PORTLAND, Ore. — The mayor of Portland, Oregon, demanded U.S. Immigration and Customs Enforcement leave his city after federal agents launched tear gas at a crowd of demonstrators — including young children — outside an ICE facility during a weekend protest that he and others characterized as peaceful.
Witnesses said agents deployed tear gas, pepper balls and rubber bullets as thousands of marchers arrived at the South Waterfront facility on Saturday. Erin Hoover Barnett, a former OregonLive reporter who joined the protest, said she was about 100 yards (91 meters) from the building when ''what looked like two guys with rocket launchers'' started dousing the crowd with gas.
''To be among parents frantically trying to tend to little children in strollers, people using motorized carts trying to navigate as the rest of us staggered in retreat, unsure of how to get to safety, was terrifying,'' Barnett wrote in an email to OregonLive.
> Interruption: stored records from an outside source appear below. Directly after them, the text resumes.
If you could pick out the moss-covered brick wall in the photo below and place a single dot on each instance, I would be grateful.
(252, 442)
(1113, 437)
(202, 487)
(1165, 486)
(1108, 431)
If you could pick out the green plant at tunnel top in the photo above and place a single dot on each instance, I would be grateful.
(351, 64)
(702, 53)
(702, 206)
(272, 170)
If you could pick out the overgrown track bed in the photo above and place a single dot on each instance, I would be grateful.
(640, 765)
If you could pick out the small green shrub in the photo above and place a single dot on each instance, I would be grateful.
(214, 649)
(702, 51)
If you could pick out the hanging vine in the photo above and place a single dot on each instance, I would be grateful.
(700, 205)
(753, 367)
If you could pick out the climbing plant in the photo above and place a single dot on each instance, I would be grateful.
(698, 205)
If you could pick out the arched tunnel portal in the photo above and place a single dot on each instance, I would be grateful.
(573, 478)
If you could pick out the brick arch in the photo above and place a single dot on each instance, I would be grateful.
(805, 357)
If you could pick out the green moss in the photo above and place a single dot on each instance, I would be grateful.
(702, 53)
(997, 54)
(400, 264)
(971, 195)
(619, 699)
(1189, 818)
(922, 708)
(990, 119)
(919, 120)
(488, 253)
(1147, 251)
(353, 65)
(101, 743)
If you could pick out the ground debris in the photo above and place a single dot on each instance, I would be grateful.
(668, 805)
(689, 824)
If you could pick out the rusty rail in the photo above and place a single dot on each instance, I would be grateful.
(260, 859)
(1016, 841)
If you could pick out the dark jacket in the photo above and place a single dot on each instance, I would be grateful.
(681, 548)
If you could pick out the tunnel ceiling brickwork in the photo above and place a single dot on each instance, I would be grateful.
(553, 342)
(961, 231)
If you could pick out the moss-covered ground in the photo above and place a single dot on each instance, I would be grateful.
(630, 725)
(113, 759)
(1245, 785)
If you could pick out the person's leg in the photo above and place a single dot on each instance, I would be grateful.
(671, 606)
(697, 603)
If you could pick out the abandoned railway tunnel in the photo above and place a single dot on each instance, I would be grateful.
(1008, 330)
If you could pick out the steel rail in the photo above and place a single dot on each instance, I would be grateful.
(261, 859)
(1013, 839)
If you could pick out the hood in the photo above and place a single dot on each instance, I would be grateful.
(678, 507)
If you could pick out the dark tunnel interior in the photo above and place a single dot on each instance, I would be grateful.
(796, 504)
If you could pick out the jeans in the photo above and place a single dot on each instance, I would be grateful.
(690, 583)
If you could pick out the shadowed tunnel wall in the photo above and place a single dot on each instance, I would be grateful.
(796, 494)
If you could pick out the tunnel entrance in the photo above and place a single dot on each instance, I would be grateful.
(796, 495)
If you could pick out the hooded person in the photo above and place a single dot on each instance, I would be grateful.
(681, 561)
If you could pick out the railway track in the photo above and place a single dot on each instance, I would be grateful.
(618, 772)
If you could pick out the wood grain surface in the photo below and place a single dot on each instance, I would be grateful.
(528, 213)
Portland Mayor Keith Wilson said the daytime demonstration was peaceful, ''where the vast majority of those present violated no laws, made no threat and posed no danger'' to federal agents.
''To those who continue to work for ICE: Resign. To those who control this facility: Leave,'' Wilson wrote in a statement Saturday night. ''Through your use of violence and the trampling of the Constitution, you have lost all legitimacy and replaced it with shame.''
The Portland Fire Bureau sent paramedics to treat people at the scene, police said. Police officers monitored the crowd but made no arrests on Saturday.
The Portland protest was one of many similar demonstrations nationwide against President Donald Trump administration's immigration crackdown in cities like Minneapolis, where in recent weeks federal agents killed two residents, Alex Pretti and Renee Good.
Federal agents in Eugene, Oregon, deployed tear gas on Friday when protesters tried to get inside the Federal Building near downtown. City police declared a riot and ordered the crowd to disperse.